Os recorrentes, por último, defendem que a sentença apelada tendo declarado a nulidade do contrato de cessão da posição contratual deveria ter ordenado que os autores lhes entregassem a eles a fracção discutida nos autos e que os autores passaram a habitar.

Cremos que não lhes assiste razão.

Resulta certificado nos autos, de acordo com a prova obtida e como a sentença em recurso sublinha, que os recorrentes não celebraram com os autores qualquer contrato de promessa de compra e venda tendo por objecto a fracção autónoma de um imóvel nem foi alegado que tenham obtido da promitente vendedora “ E...” a tradição dessa fracção e a tenham, eles, entregue aos apelados como consequência da cessão.

Assim, porque entre os réus recorrentes e os autores apenas está em discussão o contrato de cessão da posição contratual e os efeitos decorrentes da declaração de nulidade desse negócio, ou como se afirmou expressamente na decisão recorrida “o único pedido que procede é o formulado pelos autores a título subsidiário contra os réus C... e D... e que consiste na devolução destes a devolverem aos autores a quantia de 20.000,00 € que deles receberam aquando e como princípio de pagamento do preço”, carece de fundamento o pretender-se que judicialmente se determine a entrega da fracção aos recorrentes porque essa entrega não é uma consequência da declaração de nulidade da cessão da posição contratual. Não fazia parte das prestações deste negócio a entrega de qualquer fracção autónoma entrega alguma de fracção autónoma aos autores foi alegada por parte dos recorrentes motivo pelo qual o tribunal a quo não cometeu qualquer vício de omissão de pronúncia ao não determinar essa entrega da fracção aos apelantes.

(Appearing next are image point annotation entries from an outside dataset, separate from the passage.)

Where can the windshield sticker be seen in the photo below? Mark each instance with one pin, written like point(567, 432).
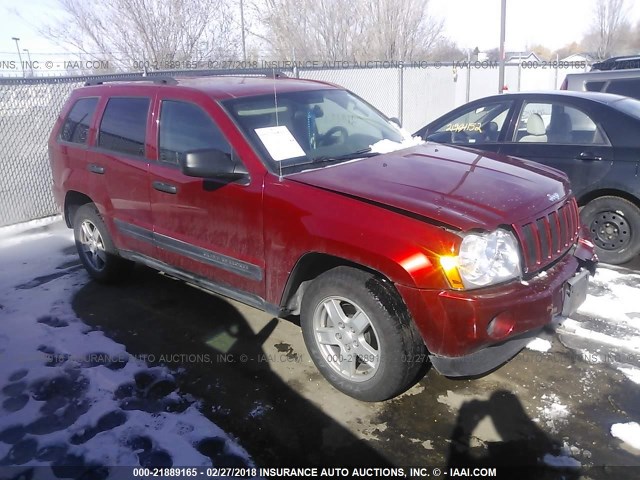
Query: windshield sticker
point(280, 143)
point(464, 127)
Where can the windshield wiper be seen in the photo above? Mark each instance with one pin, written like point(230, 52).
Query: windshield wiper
point(362, 153)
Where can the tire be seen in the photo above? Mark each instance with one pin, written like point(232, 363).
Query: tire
point(360, 335)
point(95, 247)
point(614, 224)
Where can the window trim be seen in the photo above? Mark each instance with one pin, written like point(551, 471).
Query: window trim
point(98, 148)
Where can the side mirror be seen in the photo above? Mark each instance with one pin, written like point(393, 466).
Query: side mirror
point(213, 164)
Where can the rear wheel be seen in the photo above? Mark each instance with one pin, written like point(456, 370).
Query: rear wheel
point(360, 335)
point(95, 247)
point(614, 224)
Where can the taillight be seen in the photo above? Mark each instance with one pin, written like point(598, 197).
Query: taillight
point(565, 84)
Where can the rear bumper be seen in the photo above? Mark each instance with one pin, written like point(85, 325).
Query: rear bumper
point(457, 324)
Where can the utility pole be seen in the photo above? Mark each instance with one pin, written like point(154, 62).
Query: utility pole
point(30, 64)
point(503, 24)
point(16, 39)
point(244, 47)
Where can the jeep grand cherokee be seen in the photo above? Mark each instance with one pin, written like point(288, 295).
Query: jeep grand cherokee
point(299, 198)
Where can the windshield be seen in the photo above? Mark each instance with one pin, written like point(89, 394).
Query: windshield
point(629, 106)
point(301, 129)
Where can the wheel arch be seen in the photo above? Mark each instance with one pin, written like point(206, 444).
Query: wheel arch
point(307, 268)
point(72, 201)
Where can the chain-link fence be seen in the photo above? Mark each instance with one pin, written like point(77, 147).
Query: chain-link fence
point(29, 108)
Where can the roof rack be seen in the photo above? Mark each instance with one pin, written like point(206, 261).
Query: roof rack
point(167, 77)
point(163, 80)
point(618, 63)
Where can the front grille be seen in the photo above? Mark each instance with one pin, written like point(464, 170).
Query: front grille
point(547, 238)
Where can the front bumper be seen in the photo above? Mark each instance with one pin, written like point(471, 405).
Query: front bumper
point(459, 328)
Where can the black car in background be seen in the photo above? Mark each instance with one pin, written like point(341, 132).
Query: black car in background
point(593, 137)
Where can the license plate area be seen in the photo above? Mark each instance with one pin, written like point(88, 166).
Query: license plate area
point(575, 293)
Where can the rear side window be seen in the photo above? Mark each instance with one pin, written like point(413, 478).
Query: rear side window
point(185, 127)
point(76, 126)
point(124, 125)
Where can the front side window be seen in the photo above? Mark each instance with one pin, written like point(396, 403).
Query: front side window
point(76, 126)
point(185, 127)
point(294, 129)
point(477, 125)
point(124, 125)
point(556, 123)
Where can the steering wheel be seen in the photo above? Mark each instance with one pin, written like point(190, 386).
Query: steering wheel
point(331, 136)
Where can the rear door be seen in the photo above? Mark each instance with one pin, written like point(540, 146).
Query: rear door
point(119, 162)
point(563, 135)
point(209, 228)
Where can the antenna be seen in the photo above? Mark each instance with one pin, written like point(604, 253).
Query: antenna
point(275, 100)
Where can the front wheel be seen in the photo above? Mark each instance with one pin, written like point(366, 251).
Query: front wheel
point(614, 224)
point(95, 247)
point(360, 335)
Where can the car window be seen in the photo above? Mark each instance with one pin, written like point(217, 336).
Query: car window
point(629, 106)
point(476, 125)
point(185, 127)
point(303, 129)
point(627, 87)
point(557, 123)
point(124, 125)
point(76, 125)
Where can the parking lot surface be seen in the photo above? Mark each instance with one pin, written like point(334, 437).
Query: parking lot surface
point(159, 371)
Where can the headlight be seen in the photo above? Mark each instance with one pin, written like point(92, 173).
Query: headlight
point(484, 259)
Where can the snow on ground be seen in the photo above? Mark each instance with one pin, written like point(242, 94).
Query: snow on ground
point(628, 433)
point(539, 345)
point(73, 397)
point(553, 413)
point(606, 329)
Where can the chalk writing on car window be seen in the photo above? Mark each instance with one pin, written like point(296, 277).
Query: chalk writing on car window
point(464, 127)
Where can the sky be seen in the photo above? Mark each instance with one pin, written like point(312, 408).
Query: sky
point(552, 23)
point(471, 23)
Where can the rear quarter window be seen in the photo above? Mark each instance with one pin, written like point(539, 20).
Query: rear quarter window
point(75, 128)
point(124, 125)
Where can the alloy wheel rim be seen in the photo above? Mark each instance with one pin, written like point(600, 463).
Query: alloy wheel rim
point(610, 231)
point(92, 245)
point(346, 338)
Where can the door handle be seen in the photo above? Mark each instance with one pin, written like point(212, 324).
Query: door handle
point(589, 156)
point(165, 187)
point(93, 168)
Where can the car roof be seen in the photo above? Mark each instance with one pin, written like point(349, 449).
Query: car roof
point(604, 98)
point(223, 87)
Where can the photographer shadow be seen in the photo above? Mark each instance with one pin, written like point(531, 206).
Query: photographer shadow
point(522, 445)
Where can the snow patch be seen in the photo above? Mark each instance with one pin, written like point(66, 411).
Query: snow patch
point(75, 395)
point(388, 146)
point(629, 433)
point(539, 345)
point(632, 373)
point(560, 461)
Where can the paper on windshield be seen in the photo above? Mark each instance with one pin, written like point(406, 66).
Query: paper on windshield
point(279, 142)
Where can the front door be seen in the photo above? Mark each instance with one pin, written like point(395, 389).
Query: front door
point(209, 228)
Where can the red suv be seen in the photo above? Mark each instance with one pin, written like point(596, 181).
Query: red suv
point(299, 198)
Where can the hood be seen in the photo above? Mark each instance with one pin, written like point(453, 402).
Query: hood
point(462, 188)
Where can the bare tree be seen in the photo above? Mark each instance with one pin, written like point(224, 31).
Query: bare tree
point(610, 29)
point(359, 30)
point(160, 33)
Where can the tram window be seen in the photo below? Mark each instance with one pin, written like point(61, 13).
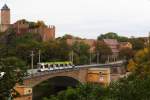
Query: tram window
point(61, 65)
point(51, 65)
point(66, 64)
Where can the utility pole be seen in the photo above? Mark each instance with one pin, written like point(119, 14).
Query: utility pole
point(90, 57)
point(32, 57)
point(72, 56)
point(39, 56)
point(149, 45)
point(97, 57)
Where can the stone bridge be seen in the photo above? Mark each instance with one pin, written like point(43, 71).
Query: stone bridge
point(77, 74)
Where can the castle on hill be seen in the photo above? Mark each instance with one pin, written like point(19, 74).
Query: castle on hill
point(23, 26)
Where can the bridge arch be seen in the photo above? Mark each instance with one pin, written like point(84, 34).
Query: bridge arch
point(52, 86)
point(79, 75)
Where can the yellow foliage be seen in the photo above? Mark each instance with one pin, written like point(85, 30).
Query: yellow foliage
point(131, 66)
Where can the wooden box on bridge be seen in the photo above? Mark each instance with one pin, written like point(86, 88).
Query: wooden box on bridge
point(25, 93)
point(99, 75)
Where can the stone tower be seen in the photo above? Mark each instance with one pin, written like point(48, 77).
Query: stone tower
point(5, 15)
point(5, 18)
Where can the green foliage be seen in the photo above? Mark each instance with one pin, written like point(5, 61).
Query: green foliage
point(15, 71)
point(126, 53)
point(81, 52)
point(137, 43)
point(103, 51)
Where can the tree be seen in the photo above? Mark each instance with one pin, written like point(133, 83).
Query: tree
point(15, 72)
point(103, 50)
point(127, 53)
point(140, 63)
point(81, 52)
point(137, 43)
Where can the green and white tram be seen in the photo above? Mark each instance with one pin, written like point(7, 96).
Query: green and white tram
point(52, 66)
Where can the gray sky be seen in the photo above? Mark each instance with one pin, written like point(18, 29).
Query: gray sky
point(86, 18)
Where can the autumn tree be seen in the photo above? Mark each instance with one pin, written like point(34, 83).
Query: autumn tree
point(103, 50)
point(15, 70)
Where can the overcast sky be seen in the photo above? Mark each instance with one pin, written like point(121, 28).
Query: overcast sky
point(86, 18)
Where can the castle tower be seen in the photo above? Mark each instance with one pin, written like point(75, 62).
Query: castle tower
point(5, 18)
point(5, 15)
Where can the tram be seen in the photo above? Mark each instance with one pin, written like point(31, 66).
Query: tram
point(52, 66)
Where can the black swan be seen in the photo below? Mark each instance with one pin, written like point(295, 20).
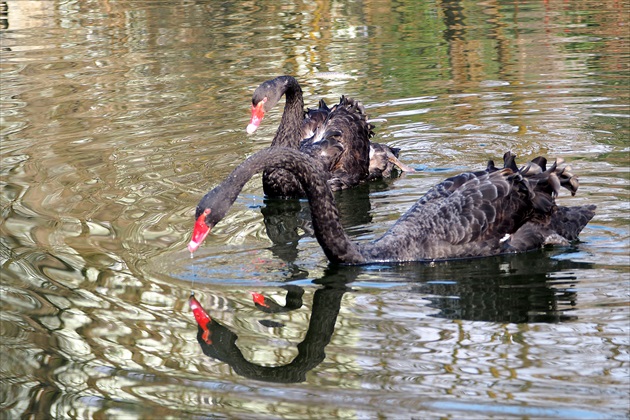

Em síntese, improcedem na totalidade as conclusões de recurso, devendo pelas razões expostas ser mantida a decisão recorrida.

… …

Decisão

Pelo exposto acorda-se em julgar improcedente por não provada a Apelação e, em consequência, confirmar a decisão recorrida.

Custas pelos Apelantes.


Manuel Capelo (Relator)
Regina Rosa
Falcão de Magalhães

[1] Vd. ac. de 6 de Maio de 2008, relatado por Alves Velho, in www.dgsi.pt/jstj e Anselmo de Castro, “Lições de Processo Civil”; II, 762- 769).
 
[2] Veja-se sobre esta matéria Lebre de Freitas in CPC Anotado, 2ª ed., vol.20 p. 381 a 384 e Abrantes Geraldes in Temas da reforma de processo civil, I p. 57 e II, p. 78, acrescentando-se que o Tribunal da Relação não tem o poder de fazer regressar o processo a essa fase, ordenando que o juiz convide as partes a esse aperfeiçoamento mas, apenas, o de ampliar a BI fazendo acrescentar factos que tendo sido alegados não tivessem sido nela incluídos, conforme se prevê no art. 712 nº4 parte final do CPC.
[3] Lebre de Freitas, op. cit. p. 383.